Tuesday, December 20, 2011

Books, Bücher, Bøker, књига



"The biggest literary mystery in Scandinavia is not the fate of Stieg Larsson’s last manuscript. It’s not even how many dead bodies will pile up by the end of the latest bestseller by Jo Nesbo, the Norwegian crime-writing king who recently sold the film rights for his international bestseller, The Snowman, to Martin Scorsese.
     The real mystery is how a 10-year-old first novel by little-known Canadian writer Lori Lansens ended up as the second-best-selling work of fiction in Norway last year.

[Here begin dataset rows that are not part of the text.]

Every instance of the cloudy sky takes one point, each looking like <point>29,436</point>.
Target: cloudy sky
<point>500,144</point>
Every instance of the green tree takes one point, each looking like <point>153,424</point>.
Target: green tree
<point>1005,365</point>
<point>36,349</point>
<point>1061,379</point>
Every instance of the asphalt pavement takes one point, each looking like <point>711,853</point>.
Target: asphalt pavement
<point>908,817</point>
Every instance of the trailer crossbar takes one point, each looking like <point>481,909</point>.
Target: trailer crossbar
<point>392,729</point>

Even many Norwegians are mystified by the success of Rush Home Road, a historical drama set in a Southwestern Ontario community founded by runaway slaves. 'I’ve spoken with many, many journalists there and they all ask me why,' Lansens said in an interview from her current home in southern California. 'I wish I had an answer.'[...]




     More recent beneficiaries of success abroad include Toronto mystery writer Linwood Barclay, who managed to forgo an apprenticeship in the domestic market to become an instant star on the international scene with his crime books; and former Saskatchewan technologist Alan Bradley, whose Flavia de Luce mystery novels (named for their 10-year-old heroine) currently epitomize life in a cozy English village for hundreds of thousands of non-English-speaking readers.
  


     While Bradley made a triumphant press tour of Germany following last fall’s Frankfurt Book Fair, fellow Canadian writer Annabel Lyon watched her image gleam from a six-metre banner touting a new Serbian edition of her award-winning novel, The Golden Mean, at the Belgrade Book Fair."